Denniston suggests people make arrangements to arrive early in the day, especially on holidays and weekends, to avoid possible crowds and delays.

Visitors are also reminded to be prepared for winter driving conditions. He said in recent years rangers have seen trends where many visitors are less prepared, which has resulted in an increase in accidents on often icy, snow-covered roads. People also are reminded that Rim Village concession facilities, including the Crater Lake Cafe-Gift Shop, are open from 10 a.m. to 4 p.m. Thursday through Monday, with the cafe closing at 3 p.m.

Plans for summer are moving ahead, with Denniston saying park officials are trying to be positive despite the uncertainties created by ongoing and changing COVID restrictions. No winter programs, such as ranger-guided snowshoe hikes, are being offered this winter, and it’s not known whether summer programs will be possible.

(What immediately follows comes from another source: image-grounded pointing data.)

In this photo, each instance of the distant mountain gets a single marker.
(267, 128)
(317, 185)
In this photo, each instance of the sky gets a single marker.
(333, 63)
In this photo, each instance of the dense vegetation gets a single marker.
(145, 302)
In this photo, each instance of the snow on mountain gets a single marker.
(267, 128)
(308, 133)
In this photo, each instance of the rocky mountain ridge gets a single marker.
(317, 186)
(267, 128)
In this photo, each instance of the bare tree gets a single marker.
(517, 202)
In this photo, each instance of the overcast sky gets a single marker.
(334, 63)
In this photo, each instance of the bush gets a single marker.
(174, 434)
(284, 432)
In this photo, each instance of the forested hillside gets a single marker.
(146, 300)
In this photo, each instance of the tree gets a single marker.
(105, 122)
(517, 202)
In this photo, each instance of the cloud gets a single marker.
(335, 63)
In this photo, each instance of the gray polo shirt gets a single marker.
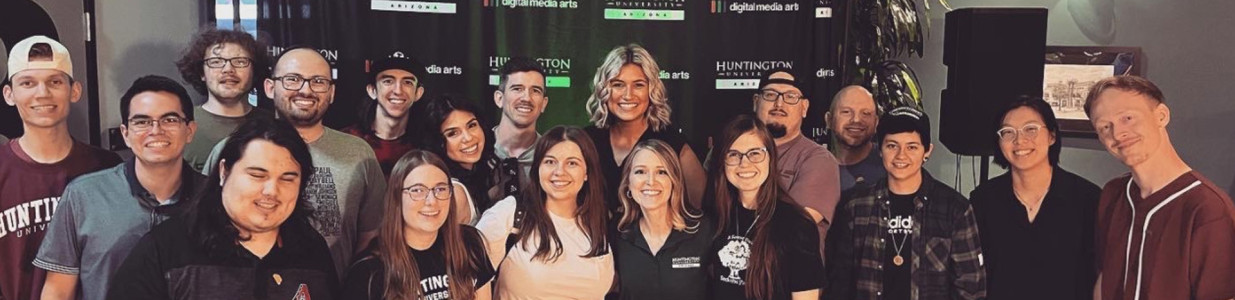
(99, 219)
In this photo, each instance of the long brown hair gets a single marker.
(590, 214)
(679, 214)
(401, 273)
(763, 263)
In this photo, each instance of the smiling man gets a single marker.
(36, 167)
(1163, 231)
(101, 215)
(347, 187)
(851, 121)
(908, 236)
(808, 170)
(395, 84)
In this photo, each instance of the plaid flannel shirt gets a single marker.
(946, 252)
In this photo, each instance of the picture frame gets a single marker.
(1071, 70)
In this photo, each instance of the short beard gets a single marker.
(777, 130)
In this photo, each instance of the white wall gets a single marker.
(136, 38)
(1187, 50)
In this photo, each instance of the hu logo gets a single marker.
(900, 225)
(301, 293)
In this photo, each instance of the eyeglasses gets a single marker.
(292, 82)
(236, 62)
(772, 95)
(1008, 133)
(145, 124)
(753, 156)
(420, 193)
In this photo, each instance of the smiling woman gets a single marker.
(463, 141)
(420, 243)
(556, 229)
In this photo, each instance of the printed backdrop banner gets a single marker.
(710, 51)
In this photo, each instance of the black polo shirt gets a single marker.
(168, 263)
(677, 272)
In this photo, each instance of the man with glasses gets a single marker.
(395, 84)
(101, 215)
(222, 64)
(851, 121)
(521, 99)
(37, 166)
(808, 170)
(346, 190)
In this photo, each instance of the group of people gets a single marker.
(425, 199)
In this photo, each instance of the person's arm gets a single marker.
(59, 287)
(463, 205)
(840, 266)
(494, 227)
(968, 274)
(1212, 264)
(213, 159)
(818, 187)
(372, 204)
(61, 250)
(484, 291)
(694, 175)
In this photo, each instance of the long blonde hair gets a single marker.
(679, 214)
(401, 272)
(658, 109)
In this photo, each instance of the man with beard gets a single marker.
(395, 84)
(1163, 230)
(222, 64)
(347, 188)
(808, 172)
(104, 214)
(521, 99)
(851, 121)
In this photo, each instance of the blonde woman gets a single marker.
(629, 105)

“It’s too early to say exactly what that will look like,” he said of summer offerings. “We’re just hoping for the best. We are trying to be optimistic, and we’re trying to look forward to providing as many services as we reasonably can.”

In recent years, lake boat tours, ranger-guided hikes, campfire talks and trolley rides have not been offered.

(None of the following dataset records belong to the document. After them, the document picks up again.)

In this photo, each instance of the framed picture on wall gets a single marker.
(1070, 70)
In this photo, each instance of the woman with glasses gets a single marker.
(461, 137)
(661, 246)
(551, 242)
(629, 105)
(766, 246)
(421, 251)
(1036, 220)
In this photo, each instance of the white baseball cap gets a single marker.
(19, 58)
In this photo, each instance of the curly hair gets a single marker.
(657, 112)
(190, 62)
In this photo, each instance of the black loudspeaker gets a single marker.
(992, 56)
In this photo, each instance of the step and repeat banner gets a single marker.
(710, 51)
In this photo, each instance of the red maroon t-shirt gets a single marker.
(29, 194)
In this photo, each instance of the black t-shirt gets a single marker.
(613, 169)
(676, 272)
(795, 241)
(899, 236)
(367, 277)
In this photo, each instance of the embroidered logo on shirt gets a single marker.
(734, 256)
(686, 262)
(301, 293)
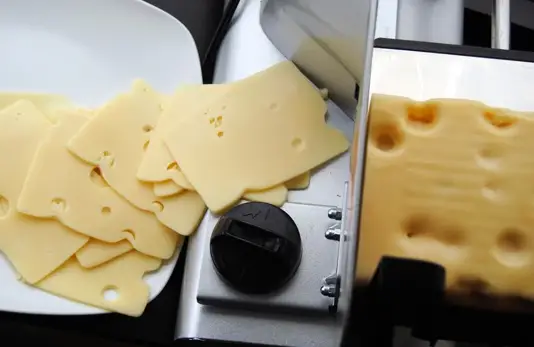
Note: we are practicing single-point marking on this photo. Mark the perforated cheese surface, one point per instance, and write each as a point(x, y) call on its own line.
point(118, 157)
point(451, 182)
point(96, 252)
point(270, 129)
point(61, 185)
point(35, 247)
point(121, 277)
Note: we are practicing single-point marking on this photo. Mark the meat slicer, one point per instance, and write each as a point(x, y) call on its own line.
point(354, 48)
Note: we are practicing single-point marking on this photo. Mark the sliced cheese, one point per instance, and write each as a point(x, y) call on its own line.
point(299, 182)
point(117, 285)
point(34, 246)
point(63, 186)
point(157, 163)
point(118, 157)
point(46, 103)
point(267, 130)
point(166, 188)
point(275, 196)
point(97, 252)
point(450, 181)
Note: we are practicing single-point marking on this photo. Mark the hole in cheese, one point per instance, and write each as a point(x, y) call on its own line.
point(4, 207)
point(386, 137)
point(512, 240)
point(145, 145)
point(172, 166)
point(110, 293)
point(58, 205)
point(298, 144)
point(422, 115)
point(96, 177)
point(158, 206)
point(489, 157)
point(130, 235)
point(499, 119)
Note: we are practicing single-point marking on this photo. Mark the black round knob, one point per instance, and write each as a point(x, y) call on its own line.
point(256, 248)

Adding to the challenges is the closure of the main visitor center at Munson Valley. A major reconstruction project began last fall and is expected to last until 2023. Plans call for establishing a temporary visitor center at Mazama Village near the park’s south entrance station.

In a hopeful sign, the dates for the Ride the Rim events, which were canceled in 2021 because of concerns over COVID-19, are planned for Sept. 10 and 17 by Discover Klamath, which coordinates the event with park officials. On the two Saturdays, East Rim Drive from the North Entrance junction to Munson Valley is closed to motor vehicles for bicyclists, walkers and runners. Registrations will be taken beginning April 1. There is no charge but organizers say there is a suggested donation fee of $10 to help cover costs of services.